[Ovmsdev] sprintf / crashes
mark at webb-johnson.net
Thu Dec 20 09:29:40 HKT 2012
I think our revisions overlapped. I'd just merged in all your previous changes, plus documentation and server code updates.
I did make some minor layout fixes (where the indentation was wrong - I think you are using 4 spaces, or perhaps tabs, where the rest of the project uses 2). I also added your pseudo-command #6 to the protocol document.
Can you merge in my changes, then re-push yours? I'd like to get this v2 branch complete today and merge back into master tonight (my time).
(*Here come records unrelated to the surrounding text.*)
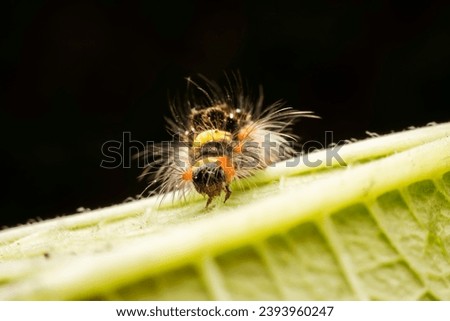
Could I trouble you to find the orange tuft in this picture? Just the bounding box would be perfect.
[233,143,244,154]
[238,125,254,141]
[217,156,236,183]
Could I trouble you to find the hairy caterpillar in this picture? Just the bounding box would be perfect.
[140,75,318,207]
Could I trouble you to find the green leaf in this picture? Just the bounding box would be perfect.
[0,123,450,300]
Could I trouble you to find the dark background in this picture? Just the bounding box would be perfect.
[0,0,450,226]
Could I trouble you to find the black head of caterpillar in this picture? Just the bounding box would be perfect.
[140,75,318,207]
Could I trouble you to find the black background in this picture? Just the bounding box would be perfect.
[0,0,450,226]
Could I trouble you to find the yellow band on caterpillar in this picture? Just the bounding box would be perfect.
[194,129,232,147]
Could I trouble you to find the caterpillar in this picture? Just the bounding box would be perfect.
[140,74,319,208]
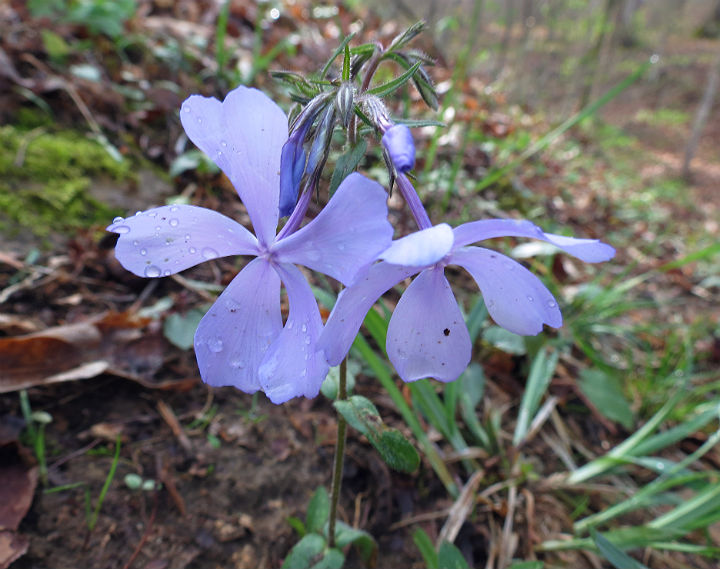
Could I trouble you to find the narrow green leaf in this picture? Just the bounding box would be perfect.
[438,541,470,569]
[388,20,427,51]
[413,528,440,569]
[579,368,633,429]
[513,348,559,446]
[330,138,367,197]
[320,34,355,79]
[590,530,648,569]
[305,486,330,533]
[282,533,325,569]
[367,61,422,97]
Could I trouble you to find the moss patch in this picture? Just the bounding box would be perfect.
[0,126,137,237]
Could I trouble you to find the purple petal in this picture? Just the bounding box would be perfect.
[380,223,455,267]
[387,267,472,381]
[382,124,415,172]
[273,173,392,285]
[318,262,418,365]
[180,86,288,244]
[450,247,562,336]
[259,264,329,404]
[195,259,282,393]
[107,205,258,277]
[454,219,615,263]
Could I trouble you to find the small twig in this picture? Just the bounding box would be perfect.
[437,470,485,545]
[123,491,158,569]
[157,400,192,452]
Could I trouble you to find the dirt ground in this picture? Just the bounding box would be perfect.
[0,2,720,569]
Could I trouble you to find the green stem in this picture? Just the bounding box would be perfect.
[328,358,347,548]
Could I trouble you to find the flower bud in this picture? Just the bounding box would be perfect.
[382,124,415,173]
[335,81,355,128]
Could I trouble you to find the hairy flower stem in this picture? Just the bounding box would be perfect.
[328,358,347,547]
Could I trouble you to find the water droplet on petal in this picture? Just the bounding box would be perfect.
[145,265,161,279]
[200,247,218,260]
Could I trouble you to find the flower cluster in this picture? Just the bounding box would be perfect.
[108,82,614,403]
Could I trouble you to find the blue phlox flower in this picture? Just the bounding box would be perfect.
[108,87,392,403]
[318,215,615,381]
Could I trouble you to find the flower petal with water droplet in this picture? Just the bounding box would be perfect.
[450,247,562,336]
[108,205,258,278]
[195,258,282,393]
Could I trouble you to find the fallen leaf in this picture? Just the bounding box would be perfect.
[0,312,197,393]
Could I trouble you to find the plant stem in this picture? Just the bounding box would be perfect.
[328,357,347,547]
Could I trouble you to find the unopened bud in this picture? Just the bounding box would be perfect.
[335,81,355,128]
[382,124,415,173]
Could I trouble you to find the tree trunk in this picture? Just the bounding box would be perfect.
[682,52,720,180]
[492,0,515,80]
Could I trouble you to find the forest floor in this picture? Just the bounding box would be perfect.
[0,1,720,569]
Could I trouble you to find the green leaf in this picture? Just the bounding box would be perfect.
[590,529,648,569]
[311,548,345,569]
[513,349,559,446]
[282,533,325,569]
[163,308,205,350]
[580,368,633,429]
[367,61,422,97]
[483,326,527,356]
[305,486,330,533]
[388,20,427,51]
[330,138,367,197]
[320,34,355,79]
[370,429,420,472]
[413,528,440,569]
[287,516,307,537]
[333,395,420,472]
[335,520,378,564]
[320,359,360,400]
[333,395,383,438]
[438,541,470,569]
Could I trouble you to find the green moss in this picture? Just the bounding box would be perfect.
[0,126,135,237]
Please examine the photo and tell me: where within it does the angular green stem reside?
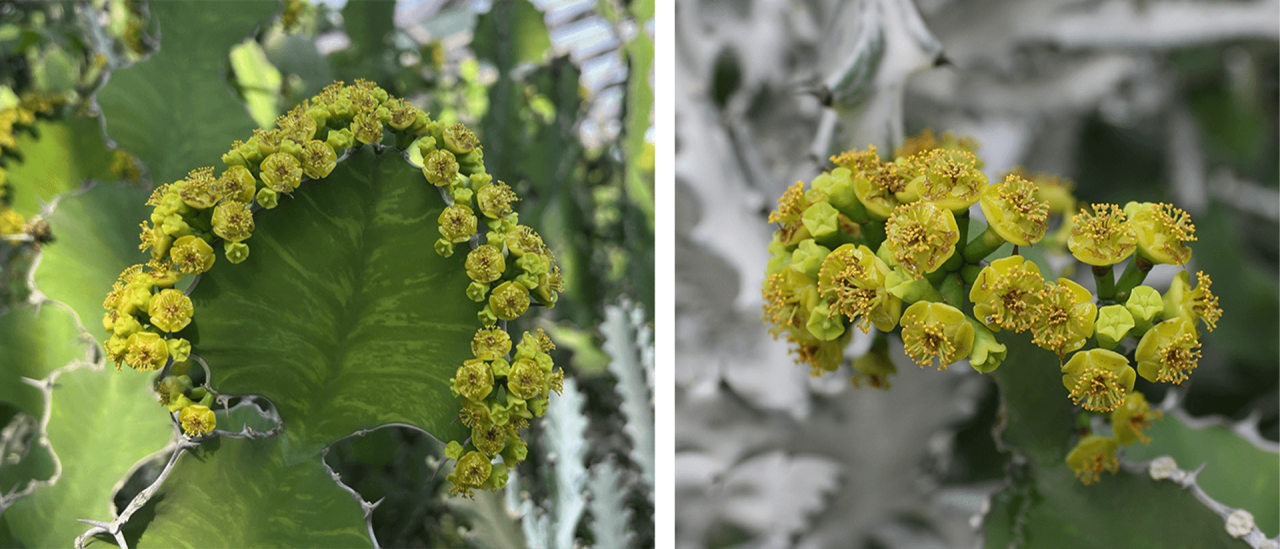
[1093,265,1116,299]
[1114,256,1156,302]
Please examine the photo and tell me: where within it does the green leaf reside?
[125,436,372,548]
[0,367,173,548]
[1124,413,1280,536]
[0,303,88,414]
[97,0,279,184]
[986,334,1238,549]
[471,0,552,70]
[35,183,150,340]
[182,147,480,462]
[5,118,115,213]
[342,0,396,56]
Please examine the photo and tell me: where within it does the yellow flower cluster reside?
[0,93,67,239]
[762,132,1222,482]
[102,81,563,494]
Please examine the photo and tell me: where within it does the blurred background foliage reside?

Going forward, do you still want to maintain and work off your clone, or would it be easier if I just gave you write access to the main project? Your contributions are so helpful and good, that there is little I am having to do other than just accept them :-)
For the watchdog reboot and occasional ram trashing, I too suspect the NET, NET_MSG or SMS code. It is the only place where things are externally controlled to result in variable length strings. I did review it a while ago, but didn't see anything obvious. The other possibility is sprintf() elsewhere in the code (such as STAT).
Running v2.1.1 in my car, I have seen the firmware version go bizarre about a month ago:
2012-11-21 07:32:06.388834 -0500 info main: #74 C EV915 rx msg F 2.1.1/V2,SFZRE8B15B3000569,1,1,TR2N,3(2G)
2012-11-21 07:34:58.845568 -0500 info main: #61 C EV915 rx msg F 49.51.51/V2,SFZRE8B15B3000569,1,1,TR2N,3(2G)
That is a sprintf().
On 20 Dec, 2012, at 9:13 AM, Michael Balzer <dexter at expeedo.de> wrote:
> I've rewritten all my sprintf() calls now. I introduced a new general string utils family to ease avoiding sprintf(), see my utils module addition.
> I've had no garbled strings since and can now fetch all my history rows from the server, so it had some positive effect.
> But the watchdog timeout reboots still occur, they still occasionally trash variables and I once still got the STKUNF flag from the reboot. That feels like some uninitialised pointer or writing beyond array / string bounds. I'm about to review the basic net code, if you've got an idea where to look first, tell me.
> An example of the RAM trashing can still be seen on the server: MP-0 W17.4,8,17.4,8,17.4,8,17.4,8,-1
> When that occured, a lot of other data was displayed wrong as well.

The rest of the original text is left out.